A esposa do Duan assentiu: "A professora Song também vai ajudar a procurar para a Liu Wei. Se quer minha opinião, é melhor arranjar logo um pretendente. Terminou o fundamental, foi para o exército, já esqueceu tudo, revisar meio ano antes que os outros é esforço jogado fora!"
A outra pensou: como imaginei, a professora Song não se mete na vida dos filhos da esposa do Duan.
A outra aconselhou: "Se o exército deixar, tente. Quem ficou anos fora da escola, todos esses anos de revolução, o nível caiu, quem revisar primeiro tem mais chances de passar."
Isso deixou a esposa do Duan satisfeita: "Então vou tentar." Suspirou: "Se der certo, posso até arranjar um pretendente para ela."
A outra concordou: "É melhor não se distrair."
A cunhada, ouvindo que alguém queria apresentar pretendente para a Liu Wei, não se conteve: "Quem está apresentando pretendente para ela?"
A esposa do Duan respondeu: "Quem mais? A enfermeira Liang, que adora fazer casamentos. E você conhece o rapaz."
A outra pensou: Lian Jian?
"A enfermeira Lin do posto de saúde," disse a esposa do Duan.
A outra teve certeza: Liu Wei vai passar, tem futuro.
A esposa do Duan disse ainda: "A moça parece boa, mas não sei, sinto algo estranho. Veja você, a professora Song, a outra, até o Sanwa, todos me parecem próximos. Mas aquela moça tem o olhar muito inquieto, não inspira confiança." Balançou a cabeça. "Nosso Liu Wei é calmo, não pode casar com alguém tão inteligente assim."
A outra riu: quem chama a própria pretendente de burra?
A cunhada comentou: "Cunhada, acho a Liu Ping ótima."
"Não sei, penso assim," respondeu a esposa do Duan, mudando de assunto para quem estava fazendo sapatos.
A cunhada explicou que o marido gasta rápido, sapato dura seis meses, então faz dois pares por ano, além de um de inverno.
Conversaram mais um pouco, então a esposa do Duan achou um pretexto para ir embora, a outra e a cunhada lhe deram o banco e cada uma voltou para casa.
Assim que sentou, Wu Shuang chegou. A outra sentiu-se como recheio de sanduíche, como um homem entre sogra e esposa.
Ela apontou o banco: "Sente-se, Shuangjie."
Wu Shuang foi direto ao ponto: "O que você e a cunhada estavam conversando?"
Não podia contar que a cunhada estava falando mal dela. Pensou rapidamente e respondeu: "Sobre o vestibular. Ouvi dizer que o tio do mestre foi chamado de volta à cidade, parece que a escola vai reabrir. E o tio era professor."
A outra já ouvira isso antes, sempre lembrava os filhos de estudarem, mas ao saber do retorno dos professores, não se conteve: "Já foi decidido?"
A outra esperava que todos tivessem oportunidade com o estudo: "Ainda não."
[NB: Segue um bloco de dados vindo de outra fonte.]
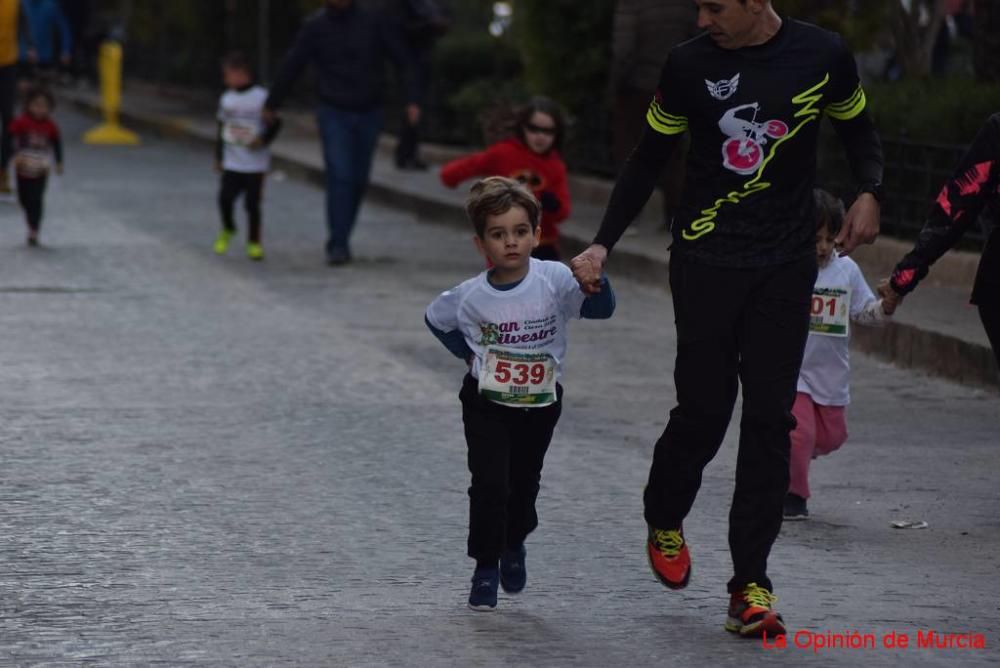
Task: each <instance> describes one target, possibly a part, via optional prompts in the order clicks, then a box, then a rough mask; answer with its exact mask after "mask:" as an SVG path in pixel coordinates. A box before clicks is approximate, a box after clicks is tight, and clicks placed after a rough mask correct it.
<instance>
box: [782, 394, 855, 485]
mask: <svg viewBox="0 0 1000 668" xmlns="http://www.w3.org/2000/svg"><path fill="white" fill-rule="evenodd" d="M846 414H847V412H846V410H845V407H844V406H822V405H820V404H817V403H816V402H814V401H813V400H812V397H810V396H809V395H808V394H805V393H804V392H799V393H798V394H797V395H796V396H795V405H794V406H793V407H792V415H794V416H795V420H796V421H797V422H798V425H797V426H796V427H795V430H794V431H793V432H792V452H791V457H790V459H791V466H790V470H789V473H790V477H791V480H790V481H789V485H788V491H789V492H791V493H792V494H797V495H798V496H801V497H802V498H803V499H808V498H809V463H810V462H811V461H812V460H813V459H814V458H815V457H819V456H820V455H828V454H830V453H831V452H833V451H834V450H836V449H837V448H839V447H840V446H842V445H843V444H844V441H846V440H847V421H846V419H845V417H846Z"/></svg>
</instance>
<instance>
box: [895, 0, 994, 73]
mask: <svg viewBox="0 0 1000 668" xmlns="http://www.w3.org/2000/svg"><path fill="white" fill-rule="evenodd" d="M987 1H989V0H987ZM921 9H925V10H926V11H927V14H928V16H929V20H928V21H927V22H926V23H924V24H923V25H922V24H921V23H922V22H921V20H920V18H921V16H920V14H921ZM944 18H945V0H912V2H910V9H909V10H907V9H905V8H904V7H903V3H902V0H893V3H892V34H893V37H895V38H896V59H897V61H898V62H899V65H900V67H901V68H902V69H903V74H904V75H905V76H907V77H927V76H930V73H931V54H932V52H933V51H934V41H935V40H936V39H937V35H938V32H939V31H940V30H941V25H942V23H944Z"/></svg>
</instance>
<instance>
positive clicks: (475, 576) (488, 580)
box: [469, 568, 500, 612]
mask: <svg viewBox="0 0 1000 668" xmlns="http://www.w3.org/2000/svg"><path fill="white" fill-rule="evenodd" d="M499 585H500V572H499V571H498V570H497V569H495V568H477V569H476V572H475V573H473V574H472V591H470V592H469V607H470V608H472V609H473V610H479V611H481V612H491V611H493V610H494V609H495V608H496V607H497V587H498V586H499Z"/></svg>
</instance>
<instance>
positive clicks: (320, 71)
mask: <svg viewBox="0 0 1000 668" xmlns="http://www.w3.org/2000/svg"><path fill="white" fill-rule="evenodd" d="M387 59H390V60H392V61H393V62H394V63H395V65H396V66H397V68H398V69H399V70H400V71H401V72H402V74H403V80H404V83H405V86H406V96H407V101H408V102H415V101H416V100H417V97H418V95H417V90H416V87H415V86H416V81H415V78H414V76H413V71H412V63H411V60H412V59H411V58H410V57H409V52H408V50H407V48H406V45H405V42H404V41H403V38H402V35H401V32H400V28H399V26H398V24H397V23H396V22H393V21H389V20H387V19H386V18H384V17H383V15H382V13H381V12H377V11H372V10H368V9H366V8H364V7H359V6H358V5H357V3H352V4H351V5H350V7H348V8H347V9H333V8H332V7H326V8H324V9H321V10H320V11H318V12H316V13H315V14H314V15H313V16H312V17H310V18H309V19H308V20H307V21H306V22H305V24H304V25H303V26H302V29H301V30H300V31H299V34H298V35H297V36H296V38H295V42H294V44H292V48H291V49H290V50H289V52H288V55H287V56H286V57H285V60H284V62H283V63H282V65H281V68H280V70H279V71H278V75H277V78H276V79H275V82H274V85H272V86H271V93H270V95H269V96H268V98H267V103H266V105H265V106H267V108H268V109H277V108H278V107H280V106H281V103H282V102H283V101H284V99H285V97H287V95H288V93H289V92H290V91H291V88H292V86H293V85H294V83H295V81H296V80H297V79H298V77H299V75H300V74H301V73H302V70H303V69H305V67H306V65H308V64H312V65H313V66H314V67H315V68H316V72H317V78H318V80H319V98H320V101H321V102H322V103H323V104H328V105H330V106H333V107H336V108H338V109H346V110H349V111H371V110H372V109H376V108H377V107H378V106H379V105H380V104H381V103H382V90H383V88H384V86H385V75H384V68H385V62H386V60H387Z"/></svg>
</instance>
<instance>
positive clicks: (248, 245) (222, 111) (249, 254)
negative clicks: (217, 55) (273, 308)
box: [214, 53, 281, 260]
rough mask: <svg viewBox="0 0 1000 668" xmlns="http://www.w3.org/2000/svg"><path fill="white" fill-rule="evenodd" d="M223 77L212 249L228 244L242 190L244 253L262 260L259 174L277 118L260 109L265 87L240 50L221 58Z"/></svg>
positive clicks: (216, 140) (220, 110) (269, 158)
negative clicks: (214, 224)
mask: <svg viewBox="0 0 1000 668" xmlns="http://www.w3.org/2000/svg"><path fill="white" fill-rule="evenodd" d="M222 78H223V81H224V82H225V84H226V92H225V93H223V94H222V98H221V99H220V100H219V113H218V119H219V132H218V137H217V139H216V143H215V160H216V169H217V170H219V171H221V172H222V184H221V186H220V188H219V209H220V211H221V213H222V230H220V231H219V236H218V237H216V239H215V246H214V249H215V252H216V253H217V254H219V255H225V253H226V251H227V250H229V241H230V239H232V238H233V235H235V234H236V222H235V220H234V219H233V206H234V205H235V203H236V198H237V197H239V196H240V194H241V193H242V194H243V204H244V206H245V207H246V210H247V216H248V217H249V221H248V226H247V257H249V258H250V259H251V260H263V259H264V248H263V246H261V243H260V228H261V216H260V200H261V195H262V193H263V191H264V175H265V174H266V173H267V170H268V169H270V167H271V152H270V150H268V146H269V145H270V143H271V142H272V141H274V138H275V137H276V136H277V135H278V131H279V130H280V129H281V120H280V119H278V118H275V119H274V120H273V121H272V122H271V123H266V122H265V121H264V118H263V114H262V111H263V109H264V101H265V100H266V99H267V90H266V89H264V88H262V87H260V86H256V85H254V82H253V74H252V73H251V71H250V63H249V61H248V60H247V58H246V56H244V55H243V54H242V53H232V54H229V55H228V56H226V58H225V59H223V61H222Z"/></svg>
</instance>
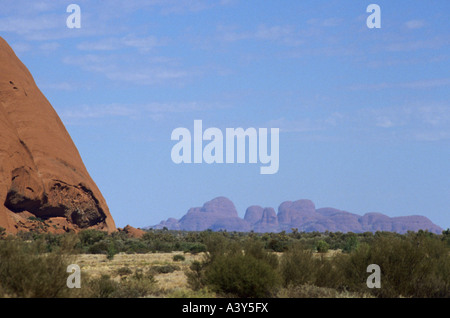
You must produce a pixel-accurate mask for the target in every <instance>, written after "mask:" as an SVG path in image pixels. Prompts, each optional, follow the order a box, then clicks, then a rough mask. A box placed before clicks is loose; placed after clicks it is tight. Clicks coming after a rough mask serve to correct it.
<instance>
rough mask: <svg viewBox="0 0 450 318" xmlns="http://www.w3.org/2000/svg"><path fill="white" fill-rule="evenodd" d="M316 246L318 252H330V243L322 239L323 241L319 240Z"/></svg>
mask: <svg viewBox="0 0 450 318" xmlns="http://www.w3.org/2000/svg"><path fill="white" fill-rule="evenodd" d="M316 248H317V252H319V253H326V252H328V249H329V245H328V243H327V242H325V241H322V240H321V241H319V242H317V247H316Z"/></svg>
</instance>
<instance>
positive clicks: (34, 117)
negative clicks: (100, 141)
mask: <svg viewBox="0 0 450 318" xmlns="http://www.w3.org/2000/svg"><path fill="white" fill-rule="evenodd" d="M0 136H1V137H0V203H2V204H0V227H3V228H5V229H6V231H7V232H8V233H17V232H18V231H20V230H25V231H27V230H30V229H31V228H33V225H32V224H34V223H35V221H36V219H33V217H35V218H39V220H40V221H38V222H40V223H41V224H39V225H41V226H42V227H44V228H47V230H48V231H53V232H57V231H59V230H61V229H67V230H71V229H73V230H78V229H84V228H96V229H100V230H106V231H109V232H112V231H115V230H116V226H115V224H114V220H113V219H112V217H111V215H110V212H109V209H108V206H107V204H106V201H105V199H104V198H103V196H102V194H101V193H100V191H99V189H98V188H97V186H96V184H95V183H94V181H93V180H92V179H91V177H90V176H89V173H88V172H87V170H86V168H85V166H84V164H83V161H82V159H81V157H80V155H79V153H78V150H77V148H76V147H75V144H74V143H73V141H72V139H71V138H70V136H69V134H68V132H67V130H66V129H65V127H64V125H63V123H62V122H61V120H60V118H59V117H58V115H57V113H56V112H55V110H54V109H53V107H52V106H51V105H50V103H49V102H48V100H47V99H46V98H45V96H44V95H43V94H42V93H41V91H40V90H39V88H38V87H37V86H36V84H35V82H34V79H33V77H32V75H31V74H30V72H29V71H28V69H27V68H26V67H25V66H24V65H23V64H22V62H21V61H20V60H19V59H18V58H17V56H16V55H15V53H14V52H13V50H12V49H11V48H10V46H9V45H8V44H7V43H6V41H5V40H3V39H2V38H1V37H0ZM25 211H26V213H24V212H25ZM63 220H65V221H63ZM52 223H53V224H52ZM44 224H47V225H48V226H47V227H46V226H44ZM30 227H31V228H30Z"/></svg>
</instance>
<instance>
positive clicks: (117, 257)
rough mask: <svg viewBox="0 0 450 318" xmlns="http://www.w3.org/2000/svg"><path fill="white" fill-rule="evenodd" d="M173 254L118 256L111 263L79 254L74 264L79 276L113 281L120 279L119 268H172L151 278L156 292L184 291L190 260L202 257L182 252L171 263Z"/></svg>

"É depois de amanhã, meus filhos também podem esperar!"
A outra pensou: a cunhada e ela combinam mesmo.
"É verdade, em dois anos você ainda terá só dezoito. Antes, só começaria o ensino médio," disse a outra.
Wu Shuang assentiu, depois se lembrou de algo: "Você tem livros do ensino médio?"
A outra respondeu: "Não, só conheço técnicos. Procure na escola."
"Os professores têm parentes."
A outra sugeriu: "Peça ao conselheiro Zhou para perguntar a outros. Ou escreva para conhecidos fora, peça para olharem em livrarias ou ferros-velhos."
Wu Shuang pensou um pouco e foi embora.
A outra deixou o assunto de lado, lembrando da cunhada em Pequim, deve estar mais informada que ela. Pensou também nos tios e primos; entre eles, o de maior escolaridade concluiu o ensino médio, se voltarem a estudar, será em vão se não houver vestibular.
Depois de muito pensar, subiu para escrever uma carta, e no dia seguinte enviou para a tia.
A tia Liu recebeu a carta, foi à cidade ajudar a arrumar a casa da outra, checar se havia vazamentos, e aproveitou para conversar no bairro. De fato, ficou sabendo que pretendiam retomar o vestibular.
A tia Liu achou que isso não teria nada a ver com o velho Liu, mas depois pensou bem: como a carta dizia, o vestibular ficou suspenso por dez anos, quem estudou há muito tempo esqueceu tudo, os formados do médio têm pouco mais que os do fundamental, por que não tentar?